Ein wichtiger Aspekt ist auch, dass es nicht die ASF ist, die OOo
"macht", sondern die individuellen Contributoren, die sich dafür
engagieren. Man kann also auch nicht irgendwie über "Verhandlungen" mit
der ASF oder ähnliches nachdenken, um irgendwelche Abmachungen zu
treffen. Die einzige Möglichkeit zur Zusammenarbeit ist, sich auf der
Mailing-Liste des Projekts zu engagieren, für seine Positionen zu werben
und unter den OOo Projektmitgliedern einen Konsens zu erzielen. Damit
haben viele so ihre Schwierigkeiten, oft lese ich den Vorwurf, dass das
ein Mittel sei, um Leute "rüberzuholen", aber das ist ein völlig
falsches Verständnis. Mangels einer entsprechenden Hierarchie und damit
verbundener Befehlskette in ASF-Projekten muss man auf individueller
Basis agieren, um letztendlich einen allgemeinen Konsens zu erreichen.

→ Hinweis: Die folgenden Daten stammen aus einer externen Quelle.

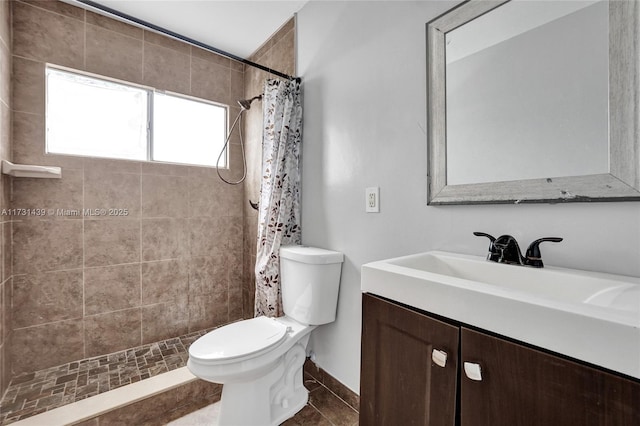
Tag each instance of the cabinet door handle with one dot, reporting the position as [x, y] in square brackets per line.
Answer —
[473, 371]
[439, 357]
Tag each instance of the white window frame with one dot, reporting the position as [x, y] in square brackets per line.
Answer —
[151, 91]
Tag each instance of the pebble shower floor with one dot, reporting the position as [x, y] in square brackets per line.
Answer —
[34, 393]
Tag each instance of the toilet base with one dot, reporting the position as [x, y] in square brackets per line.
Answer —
[270, 399]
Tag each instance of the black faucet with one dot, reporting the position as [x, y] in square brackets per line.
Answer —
[505, 249]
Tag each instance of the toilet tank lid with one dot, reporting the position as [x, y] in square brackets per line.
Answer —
[311, 255]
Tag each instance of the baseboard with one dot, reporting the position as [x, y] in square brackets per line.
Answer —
[334, 385]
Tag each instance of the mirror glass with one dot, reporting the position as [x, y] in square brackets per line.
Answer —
[527, 93]
[534, 101]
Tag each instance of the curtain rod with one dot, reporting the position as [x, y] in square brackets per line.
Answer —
[156, 28]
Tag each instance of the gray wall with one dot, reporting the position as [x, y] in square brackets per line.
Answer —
[365, 109]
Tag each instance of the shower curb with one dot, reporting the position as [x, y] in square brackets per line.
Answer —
[103, 403]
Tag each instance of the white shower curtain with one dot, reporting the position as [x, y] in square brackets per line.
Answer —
[279, 212]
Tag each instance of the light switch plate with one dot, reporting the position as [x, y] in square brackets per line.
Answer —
[372, 199]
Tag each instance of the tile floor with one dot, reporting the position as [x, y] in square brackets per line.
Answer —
[34, 393]
[323, 409]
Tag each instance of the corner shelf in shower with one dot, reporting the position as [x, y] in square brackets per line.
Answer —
[23, 170]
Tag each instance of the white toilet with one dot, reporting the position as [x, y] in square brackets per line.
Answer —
[260, 360]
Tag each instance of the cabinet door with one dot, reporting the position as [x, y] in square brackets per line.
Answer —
[523, 386]
[399, 383]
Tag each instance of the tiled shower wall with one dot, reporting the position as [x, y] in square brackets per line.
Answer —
[89, 286]
[5, 184]
[277, 53]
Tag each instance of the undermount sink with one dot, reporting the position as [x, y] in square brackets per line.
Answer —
[594, 317]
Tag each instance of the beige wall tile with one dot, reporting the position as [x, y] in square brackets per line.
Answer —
[166, 69]
[28, 85]
[204, 236]
[111, 242]
[2, 324]
[113, 25]
[208, 310]
[50, 194]
[5, 367]
[207, 275]
[236, 89]
[210, 197]
[164, 281]
[168, 42]
[57, 343]
[111, 288]
[58, 7]
[46, 245]
[164, 196]
[44, 297]
[164, 239]
[5, 69]
[199, 53]
[60, 41]
[5, 132]
[28, 143]
[153, 168]
[210, 81]
[113, 54]
[7, 252]
[117, 193]
[107, 165]
[165, 320]
[5, 22]
[112, 332]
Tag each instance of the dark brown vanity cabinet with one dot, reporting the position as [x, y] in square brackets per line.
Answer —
[515, 385]
[400, 384]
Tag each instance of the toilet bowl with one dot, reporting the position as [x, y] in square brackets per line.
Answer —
[259, 361]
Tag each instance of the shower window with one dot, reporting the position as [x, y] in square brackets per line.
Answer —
[97, 117]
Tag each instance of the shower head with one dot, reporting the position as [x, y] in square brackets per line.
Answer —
[246, 103]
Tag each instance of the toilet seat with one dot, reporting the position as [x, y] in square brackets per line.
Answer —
[243, 339]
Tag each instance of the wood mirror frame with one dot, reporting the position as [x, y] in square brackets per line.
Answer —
[622, 183]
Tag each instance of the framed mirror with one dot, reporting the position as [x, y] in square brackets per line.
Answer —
[534, 102]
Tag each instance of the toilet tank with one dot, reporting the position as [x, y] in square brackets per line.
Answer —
[310, 279]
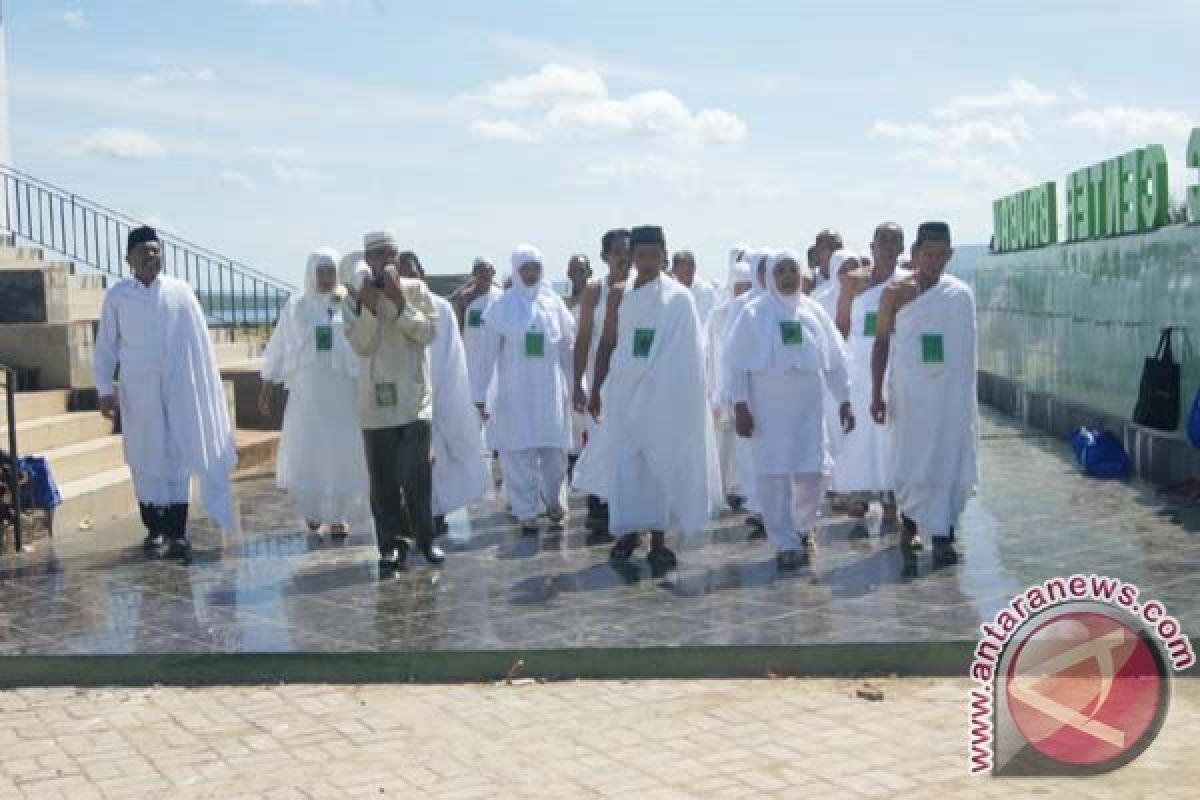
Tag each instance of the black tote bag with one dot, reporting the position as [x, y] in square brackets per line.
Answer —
[1158, 397]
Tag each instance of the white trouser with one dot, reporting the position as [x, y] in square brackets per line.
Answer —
[156, 489]
[747, 474]
[789, 506]
[726, 456]
[534, 479]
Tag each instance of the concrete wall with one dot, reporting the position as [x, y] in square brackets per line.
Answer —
[1065, 330]
[1075, 322]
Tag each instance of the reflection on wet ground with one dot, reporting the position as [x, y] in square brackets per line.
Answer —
[275, 587]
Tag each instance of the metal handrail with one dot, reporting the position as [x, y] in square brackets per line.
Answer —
[10, 390]
[232, 293]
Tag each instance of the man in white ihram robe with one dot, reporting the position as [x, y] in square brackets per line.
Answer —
[925, 350]
[174, 419]
[321, 461]
[743, 457]
[663, 473]
[472, 304]
[460, 471]
[863, 468]
[528, 347]
[715, 332]
[784, 354]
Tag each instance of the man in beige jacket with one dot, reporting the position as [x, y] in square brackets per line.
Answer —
[390, 322]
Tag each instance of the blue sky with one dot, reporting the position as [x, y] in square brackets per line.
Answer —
[264, 128]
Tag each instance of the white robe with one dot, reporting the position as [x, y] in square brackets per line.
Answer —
[743, 456]
[660, 434]
[173, 404]
[863, 463]
[321, 462]
[472, 337]
[933, 410]
[784, 385]
[532, 405]
[703, 294]
[715, 334]
[591, 473]
[460, 473]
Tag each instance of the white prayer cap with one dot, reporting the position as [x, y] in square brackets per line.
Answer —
[379, 239]
[525, 254]
[839, 258]
[738, 253]
[786, 254]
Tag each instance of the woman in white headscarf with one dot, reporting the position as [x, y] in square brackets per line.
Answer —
[784, 353]
[321, 461]
[741, 280]
[528, 347]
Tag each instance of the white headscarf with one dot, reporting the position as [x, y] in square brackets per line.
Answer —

Die ASF ist einfach extrem basisdemokratisch. Daher gibt es dort auch
keine formellen "Project Leads", nur ein Kommittee (PMC oder im Falle
von Incubator-Projekten PPMC), das allen Kontributoren prinzipiell
offensteht. Die treffen aber keine Entscheidungen, sondern achten nur
darauf, dass alles gemäß den Regeln abläuft. Ansonsten spielt sich alles
auf der Mailing-Liste ab. "Was nicht auf der Liste passiert, ist nicht
passiert." Das ist, wenn man so will, die einzige "Weltanschauung", die
man als Kontributor bei der ASF akzeptieren muss.

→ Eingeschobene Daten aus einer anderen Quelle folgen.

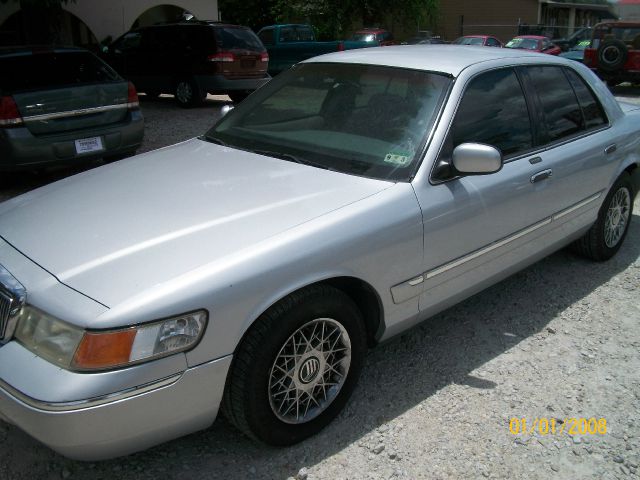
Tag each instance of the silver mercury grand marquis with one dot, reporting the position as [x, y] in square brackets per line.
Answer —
[250, 269]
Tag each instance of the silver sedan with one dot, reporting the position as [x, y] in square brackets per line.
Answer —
[250, 269]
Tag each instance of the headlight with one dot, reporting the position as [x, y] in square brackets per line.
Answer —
[76, 349]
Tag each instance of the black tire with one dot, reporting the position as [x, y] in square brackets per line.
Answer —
[599, 243]
[249, 402]
[150, 95]
[238, 96]
[612, 55]
[187, 93]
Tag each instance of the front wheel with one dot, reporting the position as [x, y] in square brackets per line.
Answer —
[605, 237]
[296, 367]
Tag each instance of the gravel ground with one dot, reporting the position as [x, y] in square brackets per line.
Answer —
[559, 340]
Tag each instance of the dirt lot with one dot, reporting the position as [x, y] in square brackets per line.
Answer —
[556, 342]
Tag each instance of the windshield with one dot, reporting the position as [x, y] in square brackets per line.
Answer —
[468, 41]
[359, 119]
[526, 43]
[363, 37]
[625, 33]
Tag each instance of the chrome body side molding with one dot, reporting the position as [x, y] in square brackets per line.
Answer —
[413, 287]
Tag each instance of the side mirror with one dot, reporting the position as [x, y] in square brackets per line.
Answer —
[226, 109]
[476, 159]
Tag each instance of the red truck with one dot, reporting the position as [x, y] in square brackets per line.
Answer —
[614, 53]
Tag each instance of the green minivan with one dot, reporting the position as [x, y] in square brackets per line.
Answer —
[63, 106]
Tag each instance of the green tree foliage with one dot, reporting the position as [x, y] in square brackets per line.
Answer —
[332, 18]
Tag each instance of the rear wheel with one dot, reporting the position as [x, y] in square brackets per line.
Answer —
[605, 237]
[612, 55]
[296, 367]
[188, 93]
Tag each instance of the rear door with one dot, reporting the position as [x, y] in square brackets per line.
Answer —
[478, 229]
[575, 140]
[64, 90]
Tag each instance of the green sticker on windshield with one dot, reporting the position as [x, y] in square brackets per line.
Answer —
[397, 158]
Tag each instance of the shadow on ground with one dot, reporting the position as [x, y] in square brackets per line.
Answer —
[442, 351]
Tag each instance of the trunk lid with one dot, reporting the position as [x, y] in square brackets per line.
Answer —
[63, 90]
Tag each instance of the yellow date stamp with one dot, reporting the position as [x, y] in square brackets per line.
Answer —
[558, 426]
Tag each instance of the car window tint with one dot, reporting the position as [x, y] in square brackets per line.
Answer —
[131, 41]
[493, 110]
[240, 38]
[559, 103]
[286, 35]
[593, 112]
[266, 36]
[25, 72]
[304, 34]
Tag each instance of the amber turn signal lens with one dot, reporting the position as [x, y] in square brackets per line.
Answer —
[103, 350]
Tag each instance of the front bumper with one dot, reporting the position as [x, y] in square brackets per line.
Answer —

Ein wichtiges Prinzip ist auch der "lazy consensus". Statt endlos über
Dinge zu diskutieren, die nicht lebenswichtig sind, macht man einfach
etwas. Wenn jemand anderem das so stark missfällt, dass er sich
aufrafft, es doch anders zu machen, kann man ja immer noch darüber reden
und es evtl. wieder ändern. Was man aber nicht bekommt, ist, dass Leute,
die selbst nichts tun wollen, andere davon abhalten, etwas zu tun. Ist
dem, was bei LO passiert, nicht so unähnlich. Für OOo aber durchaus eine
neue (und gute) Erfahrung. :-)

Die Gefahr bei einer solchen Organisation ist, dass das Verständnis für
Projektinteressierte wie z.B. die, die sich bisher in de.ooo engagiert
haben, erst mühsam aufgebaut werden muss. Leute, die nicht bei jedem
Aspekt des Projekts mitreden können oder wollen, sich eher aktiv um die
Akzeptanz des Projekts in der Öffentlichkeit oder um Anwender-Support
kümmern wollen, sind eine Erfahrung, die die ASF in der Ausprägung noch
nicht gemacht hat. Da muss sich noch einiges einrenken.

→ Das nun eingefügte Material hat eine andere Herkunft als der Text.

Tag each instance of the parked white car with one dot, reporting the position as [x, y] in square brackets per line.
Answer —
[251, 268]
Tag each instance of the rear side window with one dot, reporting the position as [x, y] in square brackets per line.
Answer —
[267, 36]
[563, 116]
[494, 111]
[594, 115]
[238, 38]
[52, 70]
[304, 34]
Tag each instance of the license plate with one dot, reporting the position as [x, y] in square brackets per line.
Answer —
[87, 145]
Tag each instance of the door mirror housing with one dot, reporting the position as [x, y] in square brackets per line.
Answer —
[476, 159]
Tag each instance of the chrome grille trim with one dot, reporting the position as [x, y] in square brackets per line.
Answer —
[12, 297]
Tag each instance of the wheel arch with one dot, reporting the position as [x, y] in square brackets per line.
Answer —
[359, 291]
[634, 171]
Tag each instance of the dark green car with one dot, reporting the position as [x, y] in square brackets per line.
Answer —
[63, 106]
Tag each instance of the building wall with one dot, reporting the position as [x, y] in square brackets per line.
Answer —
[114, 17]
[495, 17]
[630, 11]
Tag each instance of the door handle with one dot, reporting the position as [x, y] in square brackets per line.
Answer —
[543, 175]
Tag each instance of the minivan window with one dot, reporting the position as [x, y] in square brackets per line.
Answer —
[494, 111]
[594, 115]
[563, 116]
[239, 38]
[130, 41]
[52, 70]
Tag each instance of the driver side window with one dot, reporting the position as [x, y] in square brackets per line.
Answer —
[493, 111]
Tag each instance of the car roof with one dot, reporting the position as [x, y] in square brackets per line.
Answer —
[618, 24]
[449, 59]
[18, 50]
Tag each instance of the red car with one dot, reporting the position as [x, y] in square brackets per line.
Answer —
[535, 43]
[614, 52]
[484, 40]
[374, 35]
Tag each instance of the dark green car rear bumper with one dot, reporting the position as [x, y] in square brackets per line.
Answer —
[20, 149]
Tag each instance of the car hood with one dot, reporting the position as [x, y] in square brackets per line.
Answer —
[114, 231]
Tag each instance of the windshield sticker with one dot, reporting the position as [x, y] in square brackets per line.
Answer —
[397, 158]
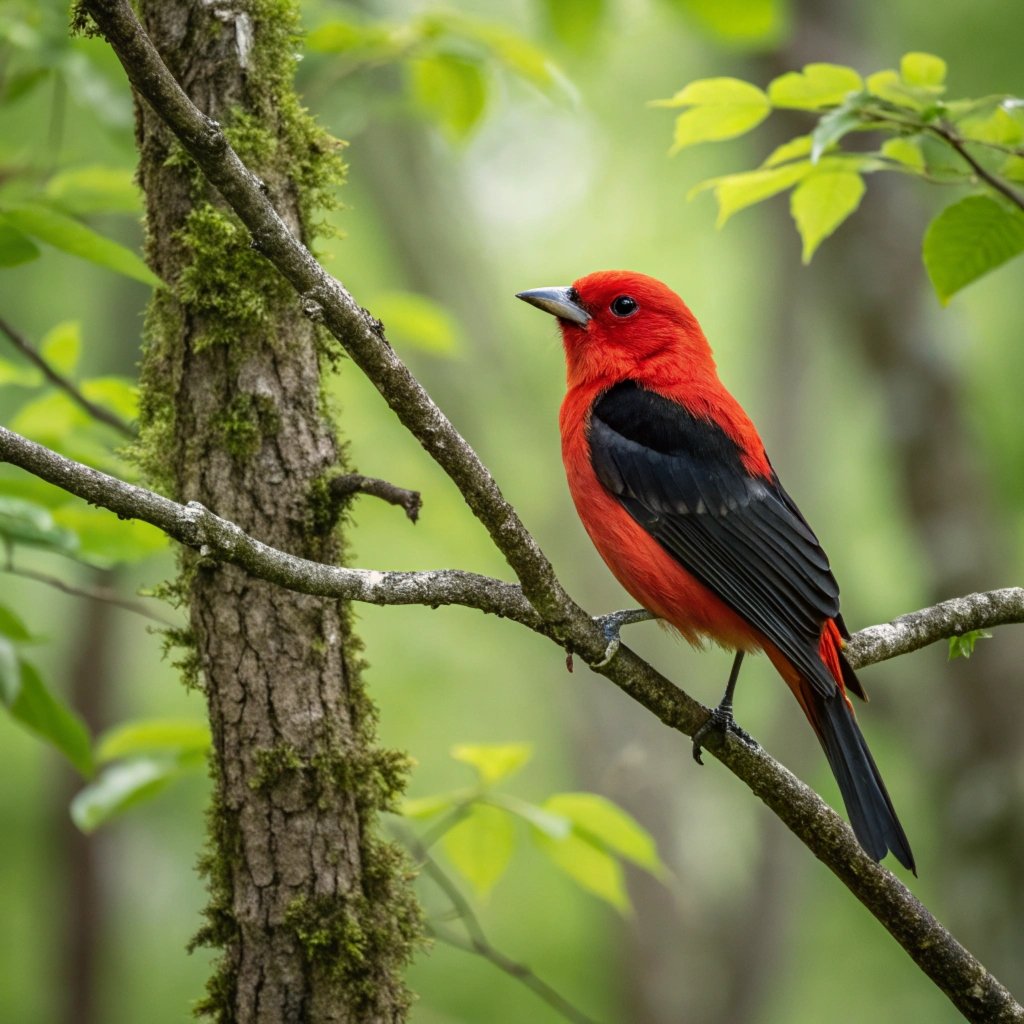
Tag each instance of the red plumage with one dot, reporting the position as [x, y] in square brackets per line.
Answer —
[672, 482]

Da würde TeamOOo meiner Meinung nach auf jeden Fall helfen können. Und
nicht nur da. Aber IMHO sollten wir alle die große Chance sehen, die das
freie Umfeld der ASF bietet und dieses Projekt unterstützen. Ich bin mir
auch sicher, dass LO ebenfalls davon profitieren kann, wenn sie das
wollen und wenn Apache-OOo seine Ziele erreicht.